Newly revealed documents from the hard drive of a deceased Republican strategist confirm the nefarious intent. Officials knew not only that a citizenship question could cause an undercount, but also that it would benefit conservatives. As one memo put it, a citizenship question would be “advantageous to Republicans and non-Hispanic whites.”

Whether this new evidence will sway Supreme Court justices is unknown. The court plans to rule soon so that the Census Bureau can get to work on printing forms and testing procedures.

The court should not allow the administration's deceit to prevail. The court has an opportunity to stand up for the principle that politicians should win elections based on the merit of their ideas, not how well they can game the system to exclude certain groups. If it does not, it will demonstrate that it is no longer an impartial adjudicator of law but one more partisan institution.

Meanwhile, the Government Accountability Office - the federal government's internal, nonpartisan watchdogs - found that the Census Bureau has not fully prepared for “high risk” challenges. Most frightening are cybersecurity and information technology vulnerabilities that “could adversely impact the cost, quality, schedule, and security of the enumeration.”
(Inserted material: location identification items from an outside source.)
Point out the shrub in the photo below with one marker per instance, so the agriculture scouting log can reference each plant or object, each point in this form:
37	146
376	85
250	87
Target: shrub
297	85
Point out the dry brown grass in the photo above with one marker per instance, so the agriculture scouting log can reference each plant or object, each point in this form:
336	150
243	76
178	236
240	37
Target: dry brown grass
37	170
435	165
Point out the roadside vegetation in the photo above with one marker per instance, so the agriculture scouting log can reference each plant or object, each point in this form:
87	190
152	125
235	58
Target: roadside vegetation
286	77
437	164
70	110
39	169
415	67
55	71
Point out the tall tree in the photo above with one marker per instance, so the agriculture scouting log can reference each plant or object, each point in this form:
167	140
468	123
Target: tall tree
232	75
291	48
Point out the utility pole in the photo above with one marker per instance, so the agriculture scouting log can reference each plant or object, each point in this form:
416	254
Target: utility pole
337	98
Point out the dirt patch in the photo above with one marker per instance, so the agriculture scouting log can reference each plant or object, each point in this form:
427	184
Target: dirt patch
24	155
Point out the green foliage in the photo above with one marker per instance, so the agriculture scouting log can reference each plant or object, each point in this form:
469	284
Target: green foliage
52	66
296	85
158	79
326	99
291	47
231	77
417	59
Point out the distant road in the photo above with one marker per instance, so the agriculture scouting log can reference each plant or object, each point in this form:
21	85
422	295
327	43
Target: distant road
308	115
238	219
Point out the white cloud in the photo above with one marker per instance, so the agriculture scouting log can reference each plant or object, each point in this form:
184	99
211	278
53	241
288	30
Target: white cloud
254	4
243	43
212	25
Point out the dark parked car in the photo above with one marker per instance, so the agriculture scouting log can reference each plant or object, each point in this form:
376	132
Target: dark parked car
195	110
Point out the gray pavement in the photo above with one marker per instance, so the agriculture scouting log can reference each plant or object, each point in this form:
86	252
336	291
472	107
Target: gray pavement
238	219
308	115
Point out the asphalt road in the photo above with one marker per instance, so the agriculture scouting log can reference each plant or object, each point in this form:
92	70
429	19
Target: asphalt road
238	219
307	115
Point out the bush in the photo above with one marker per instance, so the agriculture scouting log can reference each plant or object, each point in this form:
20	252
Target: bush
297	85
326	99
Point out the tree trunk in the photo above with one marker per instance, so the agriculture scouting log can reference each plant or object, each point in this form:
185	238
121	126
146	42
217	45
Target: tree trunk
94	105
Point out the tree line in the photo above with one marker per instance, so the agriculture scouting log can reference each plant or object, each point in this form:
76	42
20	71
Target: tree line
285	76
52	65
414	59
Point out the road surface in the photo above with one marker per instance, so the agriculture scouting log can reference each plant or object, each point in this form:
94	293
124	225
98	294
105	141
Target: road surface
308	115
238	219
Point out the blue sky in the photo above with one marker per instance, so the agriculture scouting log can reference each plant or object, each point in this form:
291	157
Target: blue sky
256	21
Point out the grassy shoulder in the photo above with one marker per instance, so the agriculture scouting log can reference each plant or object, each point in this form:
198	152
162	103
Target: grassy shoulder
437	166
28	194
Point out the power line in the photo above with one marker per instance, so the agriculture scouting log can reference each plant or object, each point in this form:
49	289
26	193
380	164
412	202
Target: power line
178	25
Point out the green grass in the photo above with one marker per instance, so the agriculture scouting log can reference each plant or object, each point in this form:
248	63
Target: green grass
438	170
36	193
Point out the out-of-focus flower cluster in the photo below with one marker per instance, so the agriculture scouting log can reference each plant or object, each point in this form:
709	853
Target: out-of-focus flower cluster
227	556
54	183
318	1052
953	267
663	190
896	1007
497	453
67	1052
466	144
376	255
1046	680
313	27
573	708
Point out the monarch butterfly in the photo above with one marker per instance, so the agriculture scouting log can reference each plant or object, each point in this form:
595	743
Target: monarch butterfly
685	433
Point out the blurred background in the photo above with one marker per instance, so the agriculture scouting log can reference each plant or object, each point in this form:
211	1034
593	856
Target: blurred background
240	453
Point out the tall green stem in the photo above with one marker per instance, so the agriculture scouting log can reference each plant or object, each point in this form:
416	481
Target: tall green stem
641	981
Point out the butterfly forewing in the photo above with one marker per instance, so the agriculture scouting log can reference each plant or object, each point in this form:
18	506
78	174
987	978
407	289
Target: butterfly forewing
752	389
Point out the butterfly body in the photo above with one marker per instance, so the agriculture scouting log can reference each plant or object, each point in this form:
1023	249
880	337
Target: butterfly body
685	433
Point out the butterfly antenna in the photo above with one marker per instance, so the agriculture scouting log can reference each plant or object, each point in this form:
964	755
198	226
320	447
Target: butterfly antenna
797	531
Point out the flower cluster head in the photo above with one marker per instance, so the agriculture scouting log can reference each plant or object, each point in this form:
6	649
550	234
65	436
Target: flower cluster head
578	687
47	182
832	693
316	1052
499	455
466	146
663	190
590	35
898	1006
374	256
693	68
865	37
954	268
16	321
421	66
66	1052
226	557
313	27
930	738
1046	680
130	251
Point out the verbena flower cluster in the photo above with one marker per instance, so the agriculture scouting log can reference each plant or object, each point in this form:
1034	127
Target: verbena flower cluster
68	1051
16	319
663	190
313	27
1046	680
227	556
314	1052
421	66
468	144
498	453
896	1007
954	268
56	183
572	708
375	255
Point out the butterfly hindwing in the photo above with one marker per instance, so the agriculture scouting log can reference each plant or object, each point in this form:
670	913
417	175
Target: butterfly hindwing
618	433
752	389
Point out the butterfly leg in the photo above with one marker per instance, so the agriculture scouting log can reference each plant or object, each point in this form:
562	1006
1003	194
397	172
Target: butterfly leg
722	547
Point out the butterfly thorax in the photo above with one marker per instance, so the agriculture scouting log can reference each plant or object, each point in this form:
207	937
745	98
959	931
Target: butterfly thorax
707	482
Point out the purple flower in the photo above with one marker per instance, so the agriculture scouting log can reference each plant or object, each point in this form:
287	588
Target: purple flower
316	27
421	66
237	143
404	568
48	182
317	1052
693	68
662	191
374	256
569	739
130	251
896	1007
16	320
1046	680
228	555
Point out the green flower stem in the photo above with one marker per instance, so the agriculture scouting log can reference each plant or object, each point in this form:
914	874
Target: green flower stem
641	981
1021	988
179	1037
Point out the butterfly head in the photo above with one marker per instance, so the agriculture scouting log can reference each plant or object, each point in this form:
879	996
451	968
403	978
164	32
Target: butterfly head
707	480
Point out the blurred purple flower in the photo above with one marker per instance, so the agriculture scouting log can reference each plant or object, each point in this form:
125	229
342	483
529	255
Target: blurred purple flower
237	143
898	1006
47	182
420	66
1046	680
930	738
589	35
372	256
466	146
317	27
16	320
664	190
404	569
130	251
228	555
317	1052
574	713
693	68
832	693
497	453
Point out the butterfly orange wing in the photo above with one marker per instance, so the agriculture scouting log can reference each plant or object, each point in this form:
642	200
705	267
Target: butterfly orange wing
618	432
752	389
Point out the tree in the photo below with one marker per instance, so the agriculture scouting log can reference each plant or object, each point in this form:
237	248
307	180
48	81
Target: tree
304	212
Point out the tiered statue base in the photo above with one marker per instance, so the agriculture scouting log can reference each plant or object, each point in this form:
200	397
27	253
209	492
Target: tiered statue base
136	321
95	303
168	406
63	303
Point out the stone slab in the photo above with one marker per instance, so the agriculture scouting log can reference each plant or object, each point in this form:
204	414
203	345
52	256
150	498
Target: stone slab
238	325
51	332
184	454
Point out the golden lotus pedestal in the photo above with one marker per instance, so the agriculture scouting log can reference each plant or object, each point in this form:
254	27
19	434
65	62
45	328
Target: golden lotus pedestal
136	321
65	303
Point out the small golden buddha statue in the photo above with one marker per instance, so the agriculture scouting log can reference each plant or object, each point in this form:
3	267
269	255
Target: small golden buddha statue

We doubt foreign hackers who are willing to interfere in elections would skip a juicy opportunity to muck up the census in ways that undermine its credibility or generate preferred results.

Meanwhile, the Census Bureau is not ramping up staffing and local offices like it has in the past. In 2010, it opened nearly 500 field offices. Next year there will only be half as many. Automation and digital tools might justify some reduction, but such a drastic cut suggests that it's just one more way that the administration is undermining accuracy.

And with the economy doing well and unemployment low, it remains to be seen if the Census Bureau will be able to recruit the tens of thousands of temporary workers it needs to reach every household that doesn't respond to mailed forms.

Given all those challenges, the Urban Institute estimates that the census could miss more than 4 million people, primarily among communities of color, children and immigrants. California has the greatest undercount risk and could lose up to 2% of its residents in the tally. Missing that many people could cost the state billions in federal spending and maybe even a U.S. representative and corresponding electoral vote.

There's little chance the Trump administration will change that, so it's up to the state, to advocacy groups and to individuals to spread the word that the census matters. Make sure every Californian is counted.